The Forest Service’s Pacific Southwest regional forester, Randy Moore — who oversees 18 national forests totaling 20 million acres — also spoke, saying that while flying over the Whittier Fire on his way to the press conference, he could tell by the accuracy of the fire lines and retardant-painted chaparral that interagency cooperation was exceptional. “The relationship has been absolutely outstanding,” Moore said. “Fires know no boundaries; we shouldn’t have any boundaries either.”
Santa Barbara County Fire Chief Eric Peterson added that “the cooperative environment in Santa Barbara County creates a system” that streamlines rescues like the one at Circle V during the fire’s opening day.
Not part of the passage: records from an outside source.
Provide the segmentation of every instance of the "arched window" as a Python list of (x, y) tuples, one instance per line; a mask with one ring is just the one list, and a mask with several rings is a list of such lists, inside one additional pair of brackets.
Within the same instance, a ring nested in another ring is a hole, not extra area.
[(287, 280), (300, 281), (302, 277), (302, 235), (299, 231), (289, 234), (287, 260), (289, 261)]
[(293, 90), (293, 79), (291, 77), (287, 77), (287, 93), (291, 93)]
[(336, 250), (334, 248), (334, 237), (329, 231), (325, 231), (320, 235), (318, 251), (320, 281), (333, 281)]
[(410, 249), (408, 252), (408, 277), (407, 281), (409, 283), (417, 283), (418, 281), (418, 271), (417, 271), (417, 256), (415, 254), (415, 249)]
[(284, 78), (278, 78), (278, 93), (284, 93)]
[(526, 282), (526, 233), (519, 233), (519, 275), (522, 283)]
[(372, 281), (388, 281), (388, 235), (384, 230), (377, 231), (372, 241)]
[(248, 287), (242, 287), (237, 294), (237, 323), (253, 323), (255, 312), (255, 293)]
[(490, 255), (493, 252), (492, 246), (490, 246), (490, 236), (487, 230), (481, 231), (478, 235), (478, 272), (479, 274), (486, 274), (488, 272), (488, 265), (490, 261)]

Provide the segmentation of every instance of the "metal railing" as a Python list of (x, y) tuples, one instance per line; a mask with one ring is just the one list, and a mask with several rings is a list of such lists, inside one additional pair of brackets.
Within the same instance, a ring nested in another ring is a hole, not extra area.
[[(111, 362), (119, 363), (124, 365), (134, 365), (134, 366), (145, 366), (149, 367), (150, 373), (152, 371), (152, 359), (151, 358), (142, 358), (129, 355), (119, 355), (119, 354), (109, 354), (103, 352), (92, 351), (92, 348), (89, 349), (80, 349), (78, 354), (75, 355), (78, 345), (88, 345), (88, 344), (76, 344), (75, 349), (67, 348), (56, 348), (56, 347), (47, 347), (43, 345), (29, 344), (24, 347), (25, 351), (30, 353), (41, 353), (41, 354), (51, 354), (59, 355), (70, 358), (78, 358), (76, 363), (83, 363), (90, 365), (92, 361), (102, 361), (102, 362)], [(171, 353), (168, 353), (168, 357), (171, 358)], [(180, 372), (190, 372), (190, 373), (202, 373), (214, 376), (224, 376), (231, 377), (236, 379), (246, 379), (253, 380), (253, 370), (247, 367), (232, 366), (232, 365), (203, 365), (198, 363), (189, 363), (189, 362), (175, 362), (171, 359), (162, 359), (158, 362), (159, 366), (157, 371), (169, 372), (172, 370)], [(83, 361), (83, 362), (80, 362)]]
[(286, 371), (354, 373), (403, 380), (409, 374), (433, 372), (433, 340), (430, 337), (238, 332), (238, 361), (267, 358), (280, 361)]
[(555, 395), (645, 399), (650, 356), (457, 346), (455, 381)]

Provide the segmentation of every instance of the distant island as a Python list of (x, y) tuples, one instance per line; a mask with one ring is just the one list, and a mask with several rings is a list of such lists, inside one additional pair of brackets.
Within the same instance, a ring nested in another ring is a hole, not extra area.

Also on hand were Forest Service Deputy Regional Forester Jeanne Wade Evans and former Los Padres National Forest supervisor Bob Baird, now the region’s fire director. Cal OES was not represented.
With the team having achieved 62 percent containment by the morning of July 17 and sealed off all but the fire’s southern boundary, von Tillow said he felt they’d turned the corner. “We got a chokehold on this thing.” Aside from boots on the ground and drops from the skies, von Tillow credited science-based techniques, such as computer models that allowed commanders to punch in temperature, wind, terrain, and other parameters to a computer-simulated Whittier Fire, watch how the blaze reacted, and then adjust their plan of attack accordingly. He said that such modeling allowed shot-callers to predict last Friday’s run, when containment dropped to 32 percent and acreage expanded. However, the fire did not overtake additional structures, and firefighters stayed out of harm’s way. While officials have reported some “hydration and heat-related issues” and hundreds of cases of poison oak, crews have a safe track record.
As of deadline Wednesday morning the Whittier Fire had consumed 18,395 acres. Officials had yet to announce an expected date of full containment, and its cost so far had reached $27.6 million. As Whittier continues to fizzle out, crews have been sent home to rest before their next assignment.
“It’s still July,” von Tillow said. “We’ve got a long ways to go. We’re not out of the weeds on any of this.”